Kabaca "büyük savaşçı kral" anlamına gelen Vercingetorix, Galyalı Arvernilerin reisiydi. Galya'da artan Roma karşıtı duyguların olduğu bir dönemde, MÖ 52 yılında kabilesi ve diğerlerini Sezar'ın lejyonlarına karşı isyana yöneltti. Başlarda onu ve yakınlarını başkent Gergovia'dan sürgün eden Arverni soylu konseyi tarafından kabul edilmese de, şehri güç kullanarak geri almış ve kral ilan edilmiştir. Sonrasında Roma leyjonlarının erzak desteğini kesmek için ordunun geçeceği arazileri yakıp yıkmıştır. Sonunda Romalılar tarafından yakalanan Galyalı kabileler doğal savunma noktalarına çekilmek zorunda kalmıştı. Büyük isyanının sonunu getiren ise, Vercingetorix’un savunmaları güçlü Alesia şehrine çekilmesi oldu. Tüm şehri saran Sezar tarafından kıstırılan Vercingetorix ve birlikleri, açlık yüzünden teslim olmak zorunda kaldı. Kurtarmaya gelen Galyalı bir ordu şehri kurtaramayınca Vercingetorix teslim olmuştu. Zincirlenmiş bir halde Roma'ya götürülüp, beş yıl tutsak tutulmuş, sonra da MÖ 46 yılında Sezar'ın zafer alayı sırasında halk önünde idam edilmiştir.
Ariovistus Cermen Süevlerinin veya "halkımız"ın lideriydi. Arverniler ve Sequanlar tarafından Roma öncesi Aedulara karşı yardıma çağırılan Ariovistus, halkını Ren'den geçirdi ve Aeduları MÖ 63'te Magetobriga Muharabesi'nde yendi.
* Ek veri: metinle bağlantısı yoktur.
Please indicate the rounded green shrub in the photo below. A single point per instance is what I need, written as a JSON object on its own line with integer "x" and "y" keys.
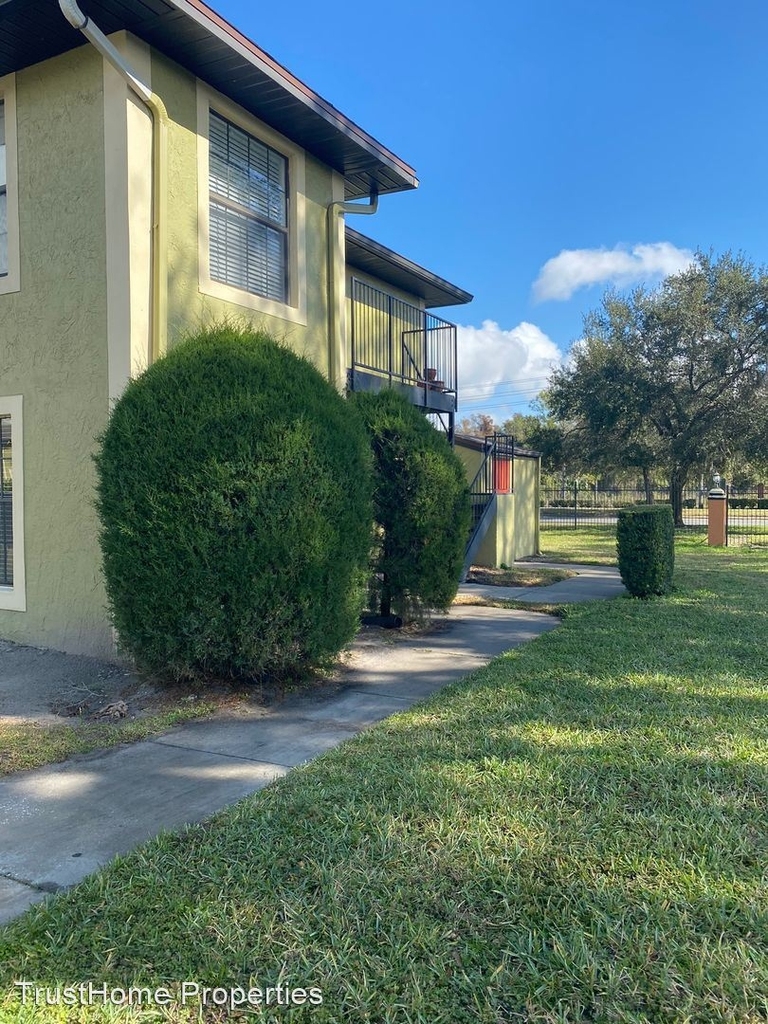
{"x": 233, "y": 494}
{"x": 645, "y": 544}
{"x": 421, "y": 507}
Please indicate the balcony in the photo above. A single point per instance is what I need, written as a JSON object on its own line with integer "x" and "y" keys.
{"x": 395, "y": 344}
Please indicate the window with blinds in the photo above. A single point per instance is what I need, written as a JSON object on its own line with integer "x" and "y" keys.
{"x": 3, "y": 198}
{"x": 248, "y": 212}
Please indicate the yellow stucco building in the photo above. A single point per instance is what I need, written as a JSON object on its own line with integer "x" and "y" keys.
{"x": 160, "y": 171}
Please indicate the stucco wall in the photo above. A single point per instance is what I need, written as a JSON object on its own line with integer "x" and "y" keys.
{"x": 188, "y": 306}
{"x": 526, "y": 507}
{"x": 53, "y": 349}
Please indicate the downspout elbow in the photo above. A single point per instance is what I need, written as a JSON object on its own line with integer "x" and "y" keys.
{"x": 78, "y": 19}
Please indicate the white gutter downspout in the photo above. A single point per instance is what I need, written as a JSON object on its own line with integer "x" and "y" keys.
{"x": 158, "y": 327}
{"x": 335, "y": 370}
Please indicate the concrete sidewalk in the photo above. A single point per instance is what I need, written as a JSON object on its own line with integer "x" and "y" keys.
{"x": 60, "y": 822}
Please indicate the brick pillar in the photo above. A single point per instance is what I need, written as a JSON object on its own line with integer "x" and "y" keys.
{"x": 718, "y": 507}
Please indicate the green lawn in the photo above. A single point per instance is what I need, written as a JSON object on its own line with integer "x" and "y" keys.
{"x": 32, "y": 744}
{"x": 577, "y": 833}
{"x": 588, "y": 545}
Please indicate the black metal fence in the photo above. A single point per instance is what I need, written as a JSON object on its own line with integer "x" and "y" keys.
{"x": 572, "y": 506}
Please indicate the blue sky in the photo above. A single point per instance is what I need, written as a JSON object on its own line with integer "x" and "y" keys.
{"x": 562, "y": 146}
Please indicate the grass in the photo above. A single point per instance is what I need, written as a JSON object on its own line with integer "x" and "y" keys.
{"x": 31, "y": 744}
{"x": 587, "y": 545}
{"x": 576, "y": 833}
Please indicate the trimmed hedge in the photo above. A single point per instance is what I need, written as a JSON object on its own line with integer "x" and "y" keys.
{"x": 645, "y": 542}
{"x": 749, "y": 503}
{"x": 421, "y": 507}
{"x": 235, "y": 496}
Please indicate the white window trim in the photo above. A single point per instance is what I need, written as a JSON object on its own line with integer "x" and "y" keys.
{"x": 14, "y": 598}
{"x": 295, "y": 309}
{"x": 11, "y": 282}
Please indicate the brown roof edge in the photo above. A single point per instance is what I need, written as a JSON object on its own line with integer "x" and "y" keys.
{"x": 316, "y": 101}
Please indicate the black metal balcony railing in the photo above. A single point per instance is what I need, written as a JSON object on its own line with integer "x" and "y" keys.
{"x": 390, "y": 338}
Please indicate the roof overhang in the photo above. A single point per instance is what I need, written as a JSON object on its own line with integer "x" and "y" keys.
{"x": 373, "y": 258}
{"x": 199, "y": 39}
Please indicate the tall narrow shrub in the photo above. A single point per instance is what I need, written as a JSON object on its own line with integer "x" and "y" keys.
{"x": 645, "y": 543}
{"x": 421, "y": 507}
{"x": 235, "y": 500}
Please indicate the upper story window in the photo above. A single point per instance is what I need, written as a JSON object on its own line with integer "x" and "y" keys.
{"x": 9, "y": 275}
{"x": 248, "y": 229}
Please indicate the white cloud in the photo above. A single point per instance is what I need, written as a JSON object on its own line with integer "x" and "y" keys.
{"x": 492, "y": 358}
{"x": 574, "y": 268}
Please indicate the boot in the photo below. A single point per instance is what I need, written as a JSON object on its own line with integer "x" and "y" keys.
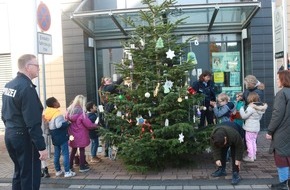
{"x": 219, "y": 172}
{"x": 236, "y": 178}
{"x": 106, "y": 152}
{"x": 44, "y": 173}
{"x": 77, "y": 160}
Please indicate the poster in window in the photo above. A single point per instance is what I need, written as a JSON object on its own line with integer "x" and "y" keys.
{"x": 226, "y": 61}
{"x": 218, "y": 77}
{"x": 235, "y": 79}
{"x": 232, "y": 91}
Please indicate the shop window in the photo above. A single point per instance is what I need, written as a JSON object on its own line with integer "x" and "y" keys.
{"x": 226, "y": 65}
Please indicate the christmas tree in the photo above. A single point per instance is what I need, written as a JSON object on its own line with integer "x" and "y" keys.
{"x": 154, "y": 120}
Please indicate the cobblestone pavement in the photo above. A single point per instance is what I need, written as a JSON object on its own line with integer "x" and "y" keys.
{"x": 111, "y": 174}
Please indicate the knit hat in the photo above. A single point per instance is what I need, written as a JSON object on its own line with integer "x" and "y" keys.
{"x": 251, "y": 81}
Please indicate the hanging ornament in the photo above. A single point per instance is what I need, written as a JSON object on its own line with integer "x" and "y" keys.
{"x": 132, "y": 46}
{"x": 181, "y": 138}
{"x": 166, "y": 90}
{"x": 191, "y": 58}
{"x": 168, "y": 84}
{"x": 121, "y": 96}
{"x": 119, "y": 114}
{"x": 71, "y": 138}
{"x": 170, "y": 54}
{"x": 101, "y": 108}
{"x": 198, "y": 112}
{"x": 156, "y": 90}
{"x": 142, "y": 43}
{"x": 149, "y": 113}
{"x": 166, "y": 123}
{"x": 147, "y": 94}
{"x": 190, "y": 90}
{"x": 159, "y": 43}
{"x": 139, "y": 120}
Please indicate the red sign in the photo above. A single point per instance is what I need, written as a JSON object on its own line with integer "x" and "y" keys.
{"x": 43, "y": 17}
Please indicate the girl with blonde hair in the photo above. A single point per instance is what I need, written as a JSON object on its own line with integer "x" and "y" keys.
{"x": 79, "y": 130}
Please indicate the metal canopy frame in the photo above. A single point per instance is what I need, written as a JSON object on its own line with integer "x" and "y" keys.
{"x": 211, "y": 19}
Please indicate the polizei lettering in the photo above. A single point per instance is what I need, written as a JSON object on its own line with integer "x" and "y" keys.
{"x": 9, "y": 92}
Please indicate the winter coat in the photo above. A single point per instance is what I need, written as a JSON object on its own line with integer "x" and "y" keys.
{"x": 58, "y": 126}
{"x": 237, "y": 117}
{"x": 252, "y": 116}
{"x": 79, "y": 128}
{"x": 233, "y": 139}
{"x": 258, "y": 89}
{"x": 279, "y": 126}
{"x": 206, "y": 89}
{"x": 223, "y": 112}
{"x": 93, "y": 133}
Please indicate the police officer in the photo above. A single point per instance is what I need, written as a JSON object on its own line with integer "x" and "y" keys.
{"x": 22, "y": 116}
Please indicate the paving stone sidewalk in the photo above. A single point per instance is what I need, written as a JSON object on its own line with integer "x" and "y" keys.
{"x": 111, "y": 174}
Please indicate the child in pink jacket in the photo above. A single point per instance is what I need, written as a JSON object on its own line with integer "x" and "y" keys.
{"x": 79, "y": 130}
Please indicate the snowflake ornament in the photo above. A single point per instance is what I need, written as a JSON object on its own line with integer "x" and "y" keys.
{"x": 168, "y": 84}
{"x": 170, "y": 54}
{"x": 181, "y": 137}
{"x": 140, "y": 120}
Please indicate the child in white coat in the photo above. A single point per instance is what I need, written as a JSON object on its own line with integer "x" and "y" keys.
{"x": 252, "y": 116}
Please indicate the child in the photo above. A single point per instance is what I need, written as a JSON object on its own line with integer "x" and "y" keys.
{"x": 58, "y": 130}
{"x": 91, "y": 112}
{"x": 225, "y": 137}
{"x": 79, "y": 130}
{"x": 252, "y": 116}
{"x": 236, "y": 117}
{"x": 44, "y": 169}
{"x": 224, "y": 108}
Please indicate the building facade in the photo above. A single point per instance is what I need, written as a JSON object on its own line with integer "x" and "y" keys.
{"x": 235, "y": 34}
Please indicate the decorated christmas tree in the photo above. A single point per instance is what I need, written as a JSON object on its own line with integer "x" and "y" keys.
{"x": 155, "y": 116}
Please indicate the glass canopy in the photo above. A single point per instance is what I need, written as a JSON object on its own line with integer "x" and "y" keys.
{"x": 200, "y": 18}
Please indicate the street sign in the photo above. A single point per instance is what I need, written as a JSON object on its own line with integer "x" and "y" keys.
{"x": 44, "y": 42}
{"x": 43, "y": 17}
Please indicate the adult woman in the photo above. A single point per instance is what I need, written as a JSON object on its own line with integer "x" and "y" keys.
{"x": 205, "y": 86}
{"x": 253, "y": 85}
{"x": 279, "y": 129}
{"x": 79, "y": 130}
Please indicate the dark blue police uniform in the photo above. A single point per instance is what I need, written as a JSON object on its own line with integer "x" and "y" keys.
{"x": 206, "y": 89}
{"x": 22, "y": 116}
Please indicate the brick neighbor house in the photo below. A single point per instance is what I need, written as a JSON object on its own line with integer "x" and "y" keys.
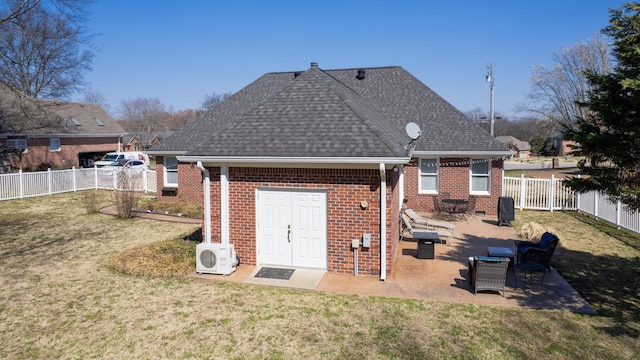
{"x": 298, "y": 164}
{"x": 56, "y": 134}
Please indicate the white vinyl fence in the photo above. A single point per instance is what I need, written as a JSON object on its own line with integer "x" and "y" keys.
{"x": 28, "y": 184}
{"x": 552, "y": 194}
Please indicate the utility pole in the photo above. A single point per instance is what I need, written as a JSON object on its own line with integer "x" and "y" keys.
{"x": 490, "y": 81}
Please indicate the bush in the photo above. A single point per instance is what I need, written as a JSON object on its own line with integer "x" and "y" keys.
{"x": 175, "y": 208}
{"x": 124, "y": 197}
{"x": 531, "y": 231}
{"x": 91, "y": 200}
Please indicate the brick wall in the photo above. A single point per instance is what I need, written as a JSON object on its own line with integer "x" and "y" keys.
{"x": 189, "y": 183}
{"x": 454, "y": 179}
{"x": 346, "y": 220}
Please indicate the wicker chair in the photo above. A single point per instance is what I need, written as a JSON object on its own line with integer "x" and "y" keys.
{"x": 539, "y": 252}
{"x": 488, "y": 273}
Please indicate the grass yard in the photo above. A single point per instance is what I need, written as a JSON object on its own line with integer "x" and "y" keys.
{"x": 62, "y": 298}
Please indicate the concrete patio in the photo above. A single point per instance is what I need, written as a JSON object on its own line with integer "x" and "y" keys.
{"x": 444, "y": 278}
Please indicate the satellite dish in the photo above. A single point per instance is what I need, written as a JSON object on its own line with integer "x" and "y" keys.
{"x": 413, "y": 130}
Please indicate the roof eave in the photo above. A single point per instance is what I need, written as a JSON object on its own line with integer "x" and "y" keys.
{"x": 464, "y": 153}
{"x": 313, "y": 161}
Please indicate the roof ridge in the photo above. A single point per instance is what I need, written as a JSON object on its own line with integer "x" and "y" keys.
{"x": 375, "y": 127}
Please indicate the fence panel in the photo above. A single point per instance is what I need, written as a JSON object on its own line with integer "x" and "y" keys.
{"x": 10, "y": 186}
{"x": 20, "y": 185}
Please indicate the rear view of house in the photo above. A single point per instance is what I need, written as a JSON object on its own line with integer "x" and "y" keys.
{"x": 297, "y": 165}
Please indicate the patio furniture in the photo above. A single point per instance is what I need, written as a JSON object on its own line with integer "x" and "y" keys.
{"x": 539, "y": 252}
{"x": 488, "y": 273}
{"x": 417, "y": 220}
{"x": 416, "y": 232}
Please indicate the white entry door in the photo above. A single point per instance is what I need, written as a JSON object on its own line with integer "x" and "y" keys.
{"x": 292, "y": 228}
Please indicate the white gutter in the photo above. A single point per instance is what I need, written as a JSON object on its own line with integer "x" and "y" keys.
{"x": 464, "y": 153}
{"x": 224, "y": 204}
{"x": 207, "y": 202}
{"x": 293, "y": 160}
{"x": 383, "y": 223}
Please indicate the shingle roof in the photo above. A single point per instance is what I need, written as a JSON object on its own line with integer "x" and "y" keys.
{"x": 330, "y": 113}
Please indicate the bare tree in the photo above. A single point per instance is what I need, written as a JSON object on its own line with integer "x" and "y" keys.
{"x": 44, "y": 50}
{"x": 555, "y": 91}
{"x": 144, "y": 115}
{"x": 11, "y": 10}
{"x": 210, "y": 101}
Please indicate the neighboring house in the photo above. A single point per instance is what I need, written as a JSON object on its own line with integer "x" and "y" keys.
{"x": 295, "y": 166}
{"x": 520, "y": 147}
{"x": 66, "y": 134}
{"x": 132, "y": 143}
{"x": 559, "y": 145}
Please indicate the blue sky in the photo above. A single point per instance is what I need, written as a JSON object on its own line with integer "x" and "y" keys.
{"x": 180, "y": 51}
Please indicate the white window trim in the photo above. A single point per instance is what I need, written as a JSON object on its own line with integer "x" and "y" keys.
{"x": 164, "y": 167}
{"x": 437, "y": 175}
{"x": 472, "y": 175}
{"x": 59, "y": 145}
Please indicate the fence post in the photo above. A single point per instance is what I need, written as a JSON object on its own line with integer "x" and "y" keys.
{"x": 550, "y": 197}
{"x": 20, "y": 181}
{"x": 577, "y": 197}
{"x": 49, "y": 181}
{"x": 618, "y": 212}
{"x": 73, "y": 173}
{"x": 522, "y": 192}
{"x": 145, "y": 180}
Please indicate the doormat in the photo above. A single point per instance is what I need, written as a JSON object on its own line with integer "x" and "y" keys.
{"x": 275, "y": 273}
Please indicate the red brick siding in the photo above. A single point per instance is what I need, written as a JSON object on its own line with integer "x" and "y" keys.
{"x": 454, "y": 179}
{"x": 38, "y": 151}
{"x": 346, "y": 221}
{"x": 189, "y": 183}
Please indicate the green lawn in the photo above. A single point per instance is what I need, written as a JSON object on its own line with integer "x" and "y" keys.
{"x": 61, "y": 298}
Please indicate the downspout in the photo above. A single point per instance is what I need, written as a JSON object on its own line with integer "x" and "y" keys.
{"x": 383, "y": 223}
{"x": 224, "y": 204}
{"x": 206, "y": 182}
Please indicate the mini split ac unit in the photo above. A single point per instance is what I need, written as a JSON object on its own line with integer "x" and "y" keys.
{"x": 213, "y": 258}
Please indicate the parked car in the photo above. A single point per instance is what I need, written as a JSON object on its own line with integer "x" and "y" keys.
{"x": 123, "y": 164}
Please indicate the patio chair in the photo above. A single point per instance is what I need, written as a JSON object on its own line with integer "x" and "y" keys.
{"x": 487, "y": 273}
{"x": 539, "y": 252}
{"x": 417, "y": 220}
{"x": 406, "y": 226}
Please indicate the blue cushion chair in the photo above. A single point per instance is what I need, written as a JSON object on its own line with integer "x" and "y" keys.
{"x": 539, "y": 252}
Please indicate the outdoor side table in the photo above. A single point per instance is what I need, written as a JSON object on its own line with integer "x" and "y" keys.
{"x": 425, "y": 240}
{"x": 502, "y": 252}
{"x": 530, "y": 267}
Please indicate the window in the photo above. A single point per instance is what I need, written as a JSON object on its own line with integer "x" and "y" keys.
{"x": 17, "y": 144}
{"x": 428, "y": 176}
{"x": 170, "y": 171}
{"x": 480, "y": 176}
{"x": 54, "y": 144}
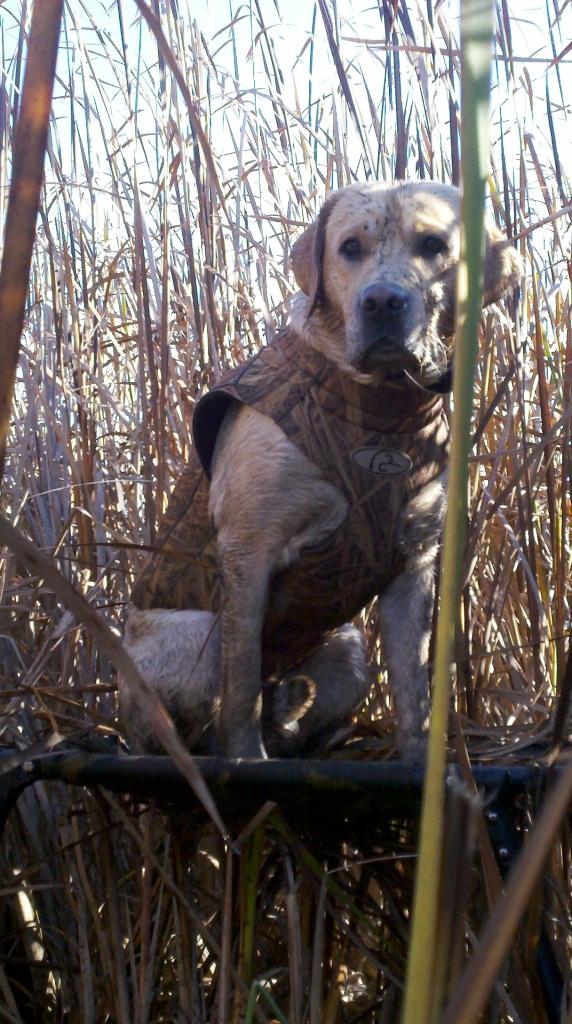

Savaştan sonra yardımlarının karşılığı olarak Süevler Sequan topraklarına yerleşmeye başladı. Bu ise çevredeki kabilelerde büyük sıkıntılara ve Helvetlerin kavim halinde göç etmesine neden oldu. Roma da, Ariovistus'un Galya'da toprak sahibi olmasından hoşnut değildi ancak Senato onu memnun etmek için, denildiğine göre Sezar'ın emriyle ‘Kral ve Roma Halkının Dostu’ olarak isimlendirmişti. MÖ 58 olduğunda ise durum iyice kötüye gidiyordu, Aedular ve diğer Galyalı kabileler Sezar'dan yardım istedi. Galya'da Süev yerleşimini kesmesi ve estirdiği terörü durdurması için ona ültimatom veren Sezar, Ariovistus'un meydan okumasıyla karşılaştı. Elçiler bir anlaşmaya varamayınca çatışma kaçınılmaz oluyordu. Ancak takip eden savaşta Ariovistus’un kabile gücü kırılmış, yaşayan yakınlarıyla birlikte Ren'i geçip kaçmış, sonrasında da bir daha onlardan haber alınamamıştır.
Kuzeybatı Galya'da yaşayan Kelt-Cermen bir kabile olan Nervilerin acımasız lideri Boduognatus, MÖ 57'de halkını Sezar'ın lejyonlarına karşı savaşa sürükledi. Kurnaz bir savaş lideri olan Boduognatus, yerel arazi hakkındaki bilgisini kullanarak, Sabis Muharebesi'nde Romalıları pusuya düşürdü. Nervilerin ve müttefik kabileler Atrebatlar ile Viromanduilerin saldırısı Sezar'ın birliklerini şaşırttı ve neredeyse sonları olacaktı. Ancak Titus Labienus komutasındaki 10. lejyon savaşın gidişatını değiştirdi. Savaşçıları gibi Boduognatus'ta, mağlup olup, Nervi ordusu katledilirken geri çekilmemiş ve öldürülmüştür. Notlarında, Sezar kahramansı cesaretlerini över, ölmüş yoldaşlarının cesetleri üzerinde neredeyse son adama kadar savaştıklarını söyler.